The compiler certainly can identify that an array or other data
is shared, to use UPC's terminology.  From there, the target code
would need to perform some magic to figure out where the address
actually pointed to.

Certainly, an ABI informs the interpretation of the debugging info. Do you have specific ideas yet on how to convey this information?

A hook (specified in gdb_arch) would specify a target routine to do the translation. When GDB sees a shared pointer, it will call this target-dependent translation routine.

What isn't clear to me is where to call the hook.  Suggestions
about where to look would be welcome.

There are other places where an address is incremented, such as
in displaying memory contents.  I doubt that the code knows
what what it is displaying, only to display n words starting at
x address in z format.  This would probably result in incorrect
results if the data spanned from one processor/thread to another.
(At least at a first approximation, this may well be an acceptable

Certainly code for printing distributed objects will need to understand how to traverse them properly; I see this as parallel to the indexing/pointer arithmetic requirements. Hopefully we can design one interface that serves both purposes nicely.

Perhaps. I haven't looked in this code for a long time, but my impression is that knowledge about what is being printed gets discarded pretty early, leaving only a pointer, a count, and a format.

Symtab code would need a hook which converted the ELF
<section,offset> into a <processor,thread,offset> for shared
objects.  Again, that would require target-dependent magic.

Hmm. GDB's internal representation for debugging information stores actual addresses, not <section, offset> pairs. After reading the information, we call objfile_relocate to turn the values read from the debugging information into real addresses. It seems to me that that code should be doing this job already.

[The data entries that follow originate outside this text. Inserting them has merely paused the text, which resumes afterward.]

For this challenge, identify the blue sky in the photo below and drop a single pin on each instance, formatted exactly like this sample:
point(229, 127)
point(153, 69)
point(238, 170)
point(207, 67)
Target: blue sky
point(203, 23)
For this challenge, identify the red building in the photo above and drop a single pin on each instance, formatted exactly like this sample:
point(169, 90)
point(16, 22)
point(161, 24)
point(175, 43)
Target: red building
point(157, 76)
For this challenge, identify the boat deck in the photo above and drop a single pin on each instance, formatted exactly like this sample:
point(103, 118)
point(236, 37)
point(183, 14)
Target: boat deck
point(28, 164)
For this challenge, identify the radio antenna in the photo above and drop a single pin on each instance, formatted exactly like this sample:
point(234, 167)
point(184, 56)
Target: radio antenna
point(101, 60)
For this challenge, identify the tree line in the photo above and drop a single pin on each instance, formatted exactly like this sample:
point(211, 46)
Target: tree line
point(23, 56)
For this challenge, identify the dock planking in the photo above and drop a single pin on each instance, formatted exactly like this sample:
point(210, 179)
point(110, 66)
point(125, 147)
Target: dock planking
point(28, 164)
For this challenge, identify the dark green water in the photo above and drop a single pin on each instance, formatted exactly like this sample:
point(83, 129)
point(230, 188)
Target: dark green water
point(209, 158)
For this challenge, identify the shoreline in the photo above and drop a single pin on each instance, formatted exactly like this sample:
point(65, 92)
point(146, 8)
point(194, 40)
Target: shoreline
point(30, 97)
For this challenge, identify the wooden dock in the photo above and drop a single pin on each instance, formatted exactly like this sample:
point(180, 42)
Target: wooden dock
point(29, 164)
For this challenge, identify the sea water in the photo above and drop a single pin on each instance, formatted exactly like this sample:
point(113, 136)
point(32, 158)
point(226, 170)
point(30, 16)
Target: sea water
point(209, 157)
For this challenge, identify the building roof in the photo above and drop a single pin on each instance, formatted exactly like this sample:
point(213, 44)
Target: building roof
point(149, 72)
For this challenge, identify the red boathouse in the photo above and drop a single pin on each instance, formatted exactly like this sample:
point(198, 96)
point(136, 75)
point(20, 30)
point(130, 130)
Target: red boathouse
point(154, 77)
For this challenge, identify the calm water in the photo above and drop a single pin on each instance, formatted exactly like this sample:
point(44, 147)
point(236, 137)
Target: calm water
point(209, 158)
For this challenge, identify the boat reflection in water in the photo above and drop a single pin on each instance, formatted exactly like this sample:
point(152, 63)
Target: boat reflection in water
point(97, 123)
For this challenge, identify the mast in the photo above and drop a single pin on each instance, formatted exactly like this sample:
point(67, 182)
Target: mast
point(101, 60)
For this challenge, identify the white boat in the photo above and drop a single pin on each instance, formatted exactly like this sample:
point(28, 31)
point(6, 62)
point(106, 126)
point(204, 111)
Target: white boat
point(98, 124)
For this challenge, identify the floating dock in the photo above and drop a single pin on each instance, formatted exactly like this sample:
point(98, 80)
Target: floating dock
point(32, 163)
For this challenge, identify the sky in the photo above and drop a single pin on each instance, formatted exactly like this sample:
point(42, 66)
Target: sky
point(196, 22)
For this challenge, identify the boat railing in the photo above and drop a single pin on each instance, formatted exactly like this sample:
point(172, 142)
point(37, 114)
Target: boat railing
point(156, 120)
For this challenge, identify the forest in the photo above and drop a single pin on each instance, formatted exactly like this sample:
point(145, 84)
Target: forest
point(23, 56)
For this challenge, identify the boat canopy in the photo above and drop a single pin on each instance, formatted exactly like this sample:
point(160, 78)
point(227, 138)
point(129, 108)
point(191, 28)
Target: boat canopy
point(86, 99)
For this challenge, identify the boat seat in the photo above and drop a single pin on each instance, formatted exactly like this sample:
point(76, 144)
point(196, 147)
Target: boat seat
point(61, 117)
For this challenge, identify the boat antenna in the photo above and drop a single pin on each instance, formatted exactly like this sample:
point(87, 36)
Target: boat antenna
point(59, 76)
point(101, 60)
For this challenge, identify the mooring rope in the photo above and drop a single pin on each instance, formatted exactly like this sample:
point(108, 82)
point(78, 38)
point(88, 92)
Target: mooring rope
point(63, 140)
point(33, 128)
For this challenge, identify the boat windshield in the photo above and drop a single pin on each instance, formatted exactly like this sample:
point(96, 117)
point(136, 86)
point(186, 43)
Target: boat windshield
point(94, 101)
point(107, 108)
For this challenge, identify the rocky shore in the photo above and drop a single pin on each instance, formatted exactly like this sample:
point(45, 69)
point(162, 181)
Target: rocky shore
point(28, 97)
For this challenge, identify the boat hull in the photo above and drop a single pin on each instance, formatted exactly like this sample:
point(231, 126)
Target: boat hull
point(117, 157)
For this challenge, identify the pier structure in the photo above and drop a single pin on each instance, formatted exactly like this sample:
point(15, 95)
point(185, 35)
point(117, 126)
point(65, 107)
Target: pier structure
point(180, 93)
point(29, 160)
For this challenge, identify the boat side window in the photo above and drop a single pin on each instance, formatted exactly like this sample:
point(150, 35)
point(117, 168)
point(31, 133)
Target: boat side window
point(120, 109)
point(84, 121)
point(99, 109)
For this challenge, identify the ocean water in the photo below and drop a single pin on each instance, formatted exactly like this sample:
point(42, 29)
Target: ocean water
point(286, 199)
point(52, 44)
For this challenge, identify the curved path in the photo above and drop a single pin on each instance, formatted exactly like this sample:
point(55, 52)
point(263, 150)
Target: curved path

Perhaps. I'll look at that. How does this work for TLS now?

How does code get loaded in your system?  Does a single module get
loaded multiple times?

On a system which has shared memory (not UPC 'shared' but memory which is accessed by all processors/threads) the code image is simply loaded. Data areas are duplicated for thread-specific data, similar to TLS. On multi-processors systems which have independent memories, a target agent loads the processors with the executable.

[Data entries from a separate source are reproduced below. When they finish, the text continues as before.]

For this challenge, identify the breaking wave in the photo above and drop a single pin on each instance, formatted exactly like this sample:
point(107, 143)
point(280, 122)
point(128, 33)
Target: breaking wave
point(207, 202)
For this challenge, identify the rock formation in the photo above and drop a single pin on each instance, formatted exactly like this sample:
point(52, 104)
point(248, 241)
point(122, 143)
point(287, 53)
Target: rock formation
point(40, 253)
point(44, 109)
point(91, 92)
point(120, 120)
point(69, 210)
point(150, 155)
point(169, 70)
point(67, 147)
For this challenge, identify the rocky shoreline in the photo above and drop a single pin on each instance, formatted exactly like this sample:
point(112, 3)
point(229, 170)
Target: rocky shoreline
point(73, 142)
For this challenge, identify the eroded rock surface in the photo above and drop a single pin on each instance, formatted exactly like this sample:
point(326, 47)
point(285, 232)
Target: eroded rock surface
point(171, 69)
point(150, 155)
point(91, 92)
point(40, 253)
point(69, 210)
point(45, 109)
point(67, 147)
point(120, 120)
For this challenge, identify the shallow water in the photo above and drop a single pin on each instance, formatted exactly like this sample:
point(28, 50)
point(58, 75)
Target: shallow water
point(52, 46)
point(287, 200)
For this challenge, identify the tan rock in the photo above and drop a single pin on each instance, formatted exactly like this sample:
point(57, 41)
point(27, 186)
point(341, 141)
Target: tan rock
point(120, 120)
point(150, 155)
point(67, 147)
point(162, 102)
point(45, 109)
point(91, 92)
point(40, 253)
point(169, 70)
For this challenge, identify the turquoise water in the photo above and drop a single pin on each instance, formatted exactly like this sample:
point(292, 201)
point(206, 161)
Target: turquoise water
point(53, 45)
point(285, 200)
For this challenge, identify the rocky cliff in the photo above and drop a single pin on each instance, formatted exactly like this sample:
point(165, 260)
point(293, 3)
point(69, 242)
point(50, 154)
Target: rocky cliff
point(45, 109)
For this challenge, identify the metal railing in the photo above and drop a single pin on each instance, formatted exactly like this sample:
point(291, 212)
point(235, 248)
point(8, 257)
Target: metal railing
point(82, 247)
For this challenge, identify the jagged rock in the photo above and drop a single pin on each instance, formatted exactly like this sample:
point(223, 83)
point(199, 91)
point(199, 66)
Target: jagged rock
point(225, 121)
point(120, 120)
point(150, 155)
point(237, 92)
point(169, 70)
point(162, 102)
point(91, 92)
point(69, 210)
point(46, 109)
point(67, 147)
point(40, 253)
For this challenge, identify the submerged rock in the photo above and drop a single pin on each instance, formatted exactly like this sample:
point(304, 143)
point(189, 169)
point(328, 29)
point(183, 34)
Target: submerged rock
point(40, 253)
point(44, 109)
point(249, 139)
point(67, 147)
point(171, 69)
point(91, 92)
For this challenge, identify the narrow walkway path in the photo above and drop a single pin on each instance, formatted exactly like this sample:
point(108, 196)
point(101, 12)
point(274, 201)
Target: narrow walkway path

In GDB, each objfile represents a specific loading of a library or
executable.  The information is riddled with real addresses.  If a
single file is loaded N times, you'll need N objfiles, and the
debugging information will be duplicated.

Likely not a real problem. The code image is linear and addresses don't need to be translated. Addresses in the code are relative to either global data or thread-specific data. They aren't NUMA addresses.

In the long run, I think GDB should change to represent debugging
information in a loading-independent way, so that multiple instances
of the same library can share the same data.  In a sense, you'd have a
big structure that just holds data parsed from the file, and then a
bunch of little structures saying, "I'm an instance of THAT, loaded at
THIS address."

This would enable multi-process debugging, and might also allow us to
avoid re-reading debugging info for shared libraries every time they
get loaded.

This would address my comment above, that GDB converts from a symbolic form to an address too early.

One problem may be that it may not be clear whether one has a
pointer to a linear code space or to a distributed NUMA data space.
It might be reasonable to model the linear code space as a 64-bit
CORE_ADDR, with the top half zero, while a NUMA address has non-zero
values in the top half.  (I don't know if there might be alias
problems, where zero might be valid for the top half of a NUMA address.)

I think this isn't going to be a problem, but it's hard to tell. Can you think of a specific case where we wouldn't be able to tell which we have?

Only if the <processor,thread> component of a NUMA address can be zero, and looks like a linear address.

I'd be very happy figuring out where to put a hook which allowed me
to translate a NUMA CORE_ADDR into a physical address, setting the
thread appropriately.  A bit of a kludge, but probably workable.

CORE_ADDR should be capable of addressing all memory on the system. I think you'll make a lot of trouble for yourself if you don't follow that rule.

The NUMA address has to be translated into a physical address somewhere. Perhaps lower in the access routines is better.